El antiguo miembro real abandonó la custodia policial tras doce horas de detención oficial. La liberación del príncipe Andrés ocurrió bajo estrictas medidas de seguridad ciudadana.
Andrés Mountbatten-Windsor salió de la comisaría de Aylsham oculto en un vehículo oscuro. Por consiguiente, los medios internacionales aguardan declaraciones sobre su situación legal presente.
Claves sobre la liberación del príncipe Andrés y su proceso
La detención inicial respondió a sospechas de mala conducta en el ejercicio de cargos públicos. Los investigadores analizan posibles filtraciones de información confidencial al caso Epstein.
Asimismo, se examinan denuncias derivadas de los archivos recientemente revelados por la justicia estadounidense. Las autoridades locales mantienen absoluto hermetismo sobre las evidencias halladas hasta ahora.
Efectivamente, la liberación del príncipe Andrés no significa el cierre definitivo de su expediente. El exduque de York ya perdió sus títulos reales el pasado octubre.
Además, su relación con Ghislaine Maxwell sigue siendo un punto crítico para la fiscalía. Ella cumple una larga condena por delitos federales de tráfico sexual internacional.
El desalojo de su residencia real en Windsor marcó el inicio de su declive público. El proceso judicial podría avanzar hacia nuevas etapas durante las próximas semanas.
Sin embargo, tras la salida de custodia del exduque, sus abogados preparan una respuesta técnica.
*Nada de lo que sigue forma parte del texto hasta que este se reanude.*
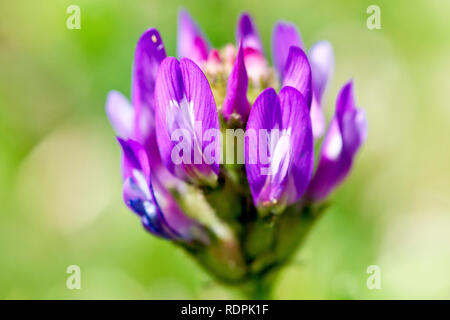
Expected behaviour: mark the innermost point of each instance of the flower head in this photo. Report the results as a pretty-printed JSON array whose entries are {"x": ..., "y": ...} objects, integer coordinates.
[{"x": 216, "y": 195}]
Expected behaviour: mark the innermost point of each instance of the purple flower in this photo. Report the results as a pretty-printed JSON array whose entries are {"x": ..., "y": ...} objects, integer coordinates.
[
  {"x": 321, "y": 65},
  {"x": 191, "y": 43},
  {"x": 139, "y": 196},
  {"x": 347, "y": 132},
  {"x": 135, "y": 125},
  {"x": 283, "y": 179},
  {"x": 185, "y": 112},
  {"x": 236, "y": 98},
  {"x": 170, "y": 132}
]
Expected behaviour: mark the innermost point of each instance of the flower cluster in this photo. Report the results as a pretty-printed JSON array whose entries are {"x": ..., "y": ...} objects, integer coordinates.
[{"x": 238, "y": 219}]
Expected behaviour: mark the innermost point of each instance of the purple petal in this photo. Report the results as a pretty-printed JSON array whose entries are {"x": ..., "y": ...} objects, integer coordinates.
[
  {"x": 321, "y": 58},
  {"x": 190, "y": 40},
  {"x": 346, "y": 134},
  {"x": 134, "y": 157},
  {"x": 298, "y": 73},
  {"x": 283, "y": 176},
  {"x": 284, "y": 36},
  {"x": 120, "y": 114},
  {"x": 166, "y": 220},
  {"x": 186, "y": 112},
  {"x": 317, "y": 118},
  {"x": 236, "y": 98},
  {"x": 147, "y": 57},
  {"x": 247, "y": 34}
]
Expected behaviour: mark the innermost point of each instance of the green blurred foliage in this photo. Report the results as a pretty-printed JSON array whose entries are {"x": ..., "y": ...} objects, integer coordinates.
[{"x": 60, "y": 189}]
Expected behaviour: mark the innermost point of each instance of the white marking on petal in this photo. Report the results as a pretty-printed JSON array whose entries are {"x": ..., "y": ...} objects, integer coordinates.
[{"x": 333, "y": 146}]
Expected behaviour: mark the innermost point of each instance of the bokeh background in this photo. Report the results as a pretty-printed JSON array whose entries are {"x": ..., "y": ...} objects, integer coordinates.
[{"x": 60, "y": 188}]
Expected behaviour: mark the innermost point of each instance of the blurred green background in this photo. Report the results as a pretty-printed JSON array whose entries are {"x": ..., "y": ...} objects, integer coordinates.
[{"x": 60, "y": 188}]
La defensa busca desvincular al investigado de las revelaciones del fallecido magnate.
Esta liberación del príncipe Andrés genera diversas reacciones entre la población del Reino Unido. Muchos ciudadanos exigen transparencia total sobre el manejo de este caso judicial.
El examen policial de las denuncias continúa vigente a pesar de su salida del recinto. Los agentes de Norfolk no han brindado datos adicionales sobre la fianza.
La prensa británica permanece apostada en las cercanías de su residencia privada actualmente. La presión mediática aumenta mientras se esperan resultados oficiales de las investigaciones penales.
Finalmente, la liberación del príncipe Andrés marca un capítulo tenso para la corona. El destino legal del hijo de la difunta reina sigue siendo incierto hoy.